In 1768, the British Crown rescinded the Proclamation of 1763 and gave control over Indian affairs back to the colonies. To open the lands to settlement by the British colonists, the British met with the tribes in treaty council to obtain title to the land.
In New York, the Oneida allowed the British to build Fort Stanwix in their territory. Archaeologist Robert Grumet, in his book Historic Contact: Indian People and Colonists in Today’s Northeastern United States in the Sixteenth Through Eighteenth Centuries, reports:
“That decision angered many younger Oneida people. More than a few resented the presence of such a post in their territory; others, working as laborers carrying goods along the portage between the Oswego and Mohawk Rivers, feared losing their jobs to settlers.”

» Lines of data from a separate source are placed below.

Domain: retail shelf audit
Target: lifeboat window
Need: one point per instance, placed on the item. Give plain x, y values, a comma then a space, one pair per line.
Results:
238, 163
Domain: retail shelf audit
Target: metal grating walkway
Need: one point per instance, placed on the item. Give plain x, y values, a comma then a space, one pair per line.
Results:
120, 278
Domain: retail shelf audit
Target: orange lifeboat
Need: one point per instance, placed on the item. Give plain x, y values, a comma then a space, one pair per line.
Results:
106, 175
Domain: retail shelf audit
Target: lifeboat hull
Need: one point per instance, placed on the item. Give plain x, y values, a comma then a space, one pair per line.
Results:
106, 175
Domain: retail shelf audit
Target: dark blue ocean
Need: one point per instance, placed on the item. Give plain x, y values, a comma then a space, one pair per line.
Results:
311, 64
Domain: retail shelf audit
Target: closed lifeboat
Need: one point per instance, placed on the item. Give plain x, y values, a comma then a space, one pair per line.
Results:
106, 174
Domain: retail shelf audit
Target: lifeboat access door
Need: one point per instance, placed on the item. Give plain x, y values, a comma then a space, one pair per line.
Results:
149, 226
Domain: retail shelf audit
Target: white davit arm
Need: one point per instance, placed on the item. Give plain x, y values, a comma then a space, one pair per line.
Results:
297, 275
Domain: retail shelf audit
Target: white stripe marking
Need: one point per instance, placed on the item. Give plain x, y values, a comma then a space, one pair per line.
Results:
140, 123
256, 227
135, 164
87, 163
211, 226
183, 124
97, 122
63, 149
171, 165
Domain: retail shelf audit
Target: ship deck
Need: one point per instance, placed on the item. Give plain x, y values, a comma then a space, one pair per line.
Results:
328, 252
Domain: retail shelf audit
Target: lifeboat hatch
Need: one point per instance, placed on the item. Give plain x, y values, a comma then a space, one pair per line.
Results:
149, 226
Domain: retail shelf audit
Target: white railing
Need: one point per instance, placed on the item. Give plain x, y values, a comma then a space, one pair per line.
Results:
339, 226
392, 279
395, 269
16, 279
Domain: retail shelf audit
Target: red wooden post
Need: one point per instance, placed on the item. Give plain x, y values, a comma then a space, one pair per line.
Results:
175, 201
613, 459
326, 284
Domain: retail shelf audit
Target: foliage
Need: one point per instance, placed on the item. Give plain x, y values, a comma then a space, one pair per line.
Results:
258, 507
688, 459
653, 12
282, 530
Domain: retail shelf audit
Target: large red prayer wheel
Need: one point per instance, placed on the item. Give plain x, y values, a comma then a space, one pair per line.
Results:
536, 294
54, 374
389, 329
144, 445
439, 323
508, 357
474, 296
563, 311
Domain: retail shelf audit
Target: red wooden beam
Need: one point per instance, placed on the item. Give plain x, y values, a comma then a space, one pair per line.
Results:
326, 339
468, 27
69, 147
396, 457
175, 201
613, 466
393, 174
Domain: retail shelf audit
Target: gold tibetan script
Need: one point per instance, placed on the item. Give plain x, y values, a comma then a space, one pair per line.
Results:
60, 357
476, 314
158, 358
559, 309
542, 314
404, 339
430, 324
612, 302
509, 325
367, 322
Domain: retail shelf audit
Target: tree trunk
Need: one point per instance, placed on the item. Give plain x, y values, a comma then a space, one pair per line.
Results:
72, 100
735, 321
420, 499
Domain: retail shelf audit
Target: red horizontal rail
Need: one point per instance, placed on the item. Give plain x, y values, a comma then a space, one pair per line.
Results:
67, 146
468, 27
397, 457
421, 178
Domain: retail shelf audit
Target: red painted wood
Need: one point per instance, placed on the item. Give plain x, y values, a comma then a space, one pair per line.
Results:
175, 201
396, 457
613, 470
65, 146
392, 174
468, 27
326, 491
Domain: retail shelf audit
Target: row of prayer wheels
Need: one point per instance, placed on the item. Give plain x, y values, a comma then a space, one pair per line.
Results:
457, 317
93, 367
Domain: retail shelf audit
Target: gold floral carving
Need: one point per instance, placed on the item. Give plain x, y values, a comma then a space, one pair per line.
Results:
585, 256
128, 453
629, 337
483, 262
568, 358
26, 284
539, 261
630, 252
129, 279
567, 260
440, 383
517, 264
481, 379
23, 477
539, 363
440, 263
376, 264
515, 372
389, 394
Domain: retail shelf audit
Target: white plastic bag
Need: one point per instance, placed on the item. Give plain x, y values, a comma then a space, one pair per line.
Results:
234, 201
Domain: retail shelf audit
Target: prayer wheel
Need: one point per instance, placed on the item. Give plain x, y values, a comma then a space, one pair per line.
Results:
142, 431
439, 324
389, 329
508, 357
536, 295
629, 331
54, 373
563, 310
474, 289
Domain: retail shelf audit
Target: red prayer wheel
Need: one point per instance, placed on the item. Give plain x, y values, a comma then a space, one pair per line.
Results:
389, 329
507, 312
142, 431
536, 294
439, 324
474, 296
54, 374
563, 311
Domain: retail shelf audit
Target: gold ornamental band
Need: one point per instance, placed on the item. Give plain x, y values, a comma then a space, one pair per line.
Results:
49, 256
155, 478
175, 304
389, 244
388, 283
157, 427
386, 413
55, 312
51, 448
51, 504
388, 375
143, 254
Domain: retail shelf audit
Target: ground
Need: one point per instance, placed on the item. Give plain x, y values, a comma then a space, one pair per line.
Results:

In New York, the British called a large boundary conference at Fort Stanwix. More than 3,000 Indians attended. While most were Iroquois, also in attendance were the Chugnut, Conoy, Delaware, Minisink, Nanticoke, Shawnee, and Tutelo. The British conducted private nocturnal meetings with the most influential chiefs in an attempt to arrive at new boundaries. The Oneida were opposed to the proposed boundaries.
The League of Six Nations (Iroquois) accepted payment for southwestern New York, western Pennsylvania, and part of West Virginia. In the Treaty of Fort Stanwix with the British, the Iroquois gave up not only their own claims to lands south of the Ohio and Susquehanna Rivers, they also gave up the land claims of their dependent tribes, primarily the Mingo and the Shawnee, who were not present at the council. The chief negotiator for the Iroquois was Guyasuta.
Historian Colin Calloway, in his book The Shawnees and the War for America, reports:
“In effect, the Iroquois diverted pressure from their own homelands by ceding most of present-day Kentucky and West Virginia as well as parts of western Pennsylvania—territory the Shawnees hunted and claimed as their own.”
The new boundary, known as “The Line of Property,” extended a modest distance beyond New York’s settlements and then bulged westward across Pennsylvania and then down the Ohio River to the mouth of the Tennessee River. The Iroquois insisted that they retained the right to hunt in the ceded territory, but colonists were not allowed to hunt in Indian territory.
At Fort Stanwix, the Mohawk and the Stockbridge Mohican concluded a written treaty in which the Mohawk gave up all claims to lands on the east side of the Hudson River and the Stockbridge agreed that they would never dispute any land sales which the Mohawk may have made east of the Hudson River.
Historian Richard White, in his book The Middle Ground: Indians, Empires, and Republics in the Great Lakes Region, 1650-1815, writes:
“In the complexity of the motives of its negotiators and in the hidden agendas of its terms, the Treaty of Fort Stanwix stands as the most tangled agreement reached by Indians and whites in the eighteenth century.”
At Fort Stanwix, the Shawnee lost their most important hunting grounds—the country in Kentucky—as the new boundary line excluded them from their area. According to historian Randolph Downes, in his book Council Fires on the Upper Ohio: A Narrative of Indian Affairs in the Upper Ohio Valley until 1795:
“The country that had been the ancient home of the Shawnee now became the object of white hunters, settlers, and land speculators.”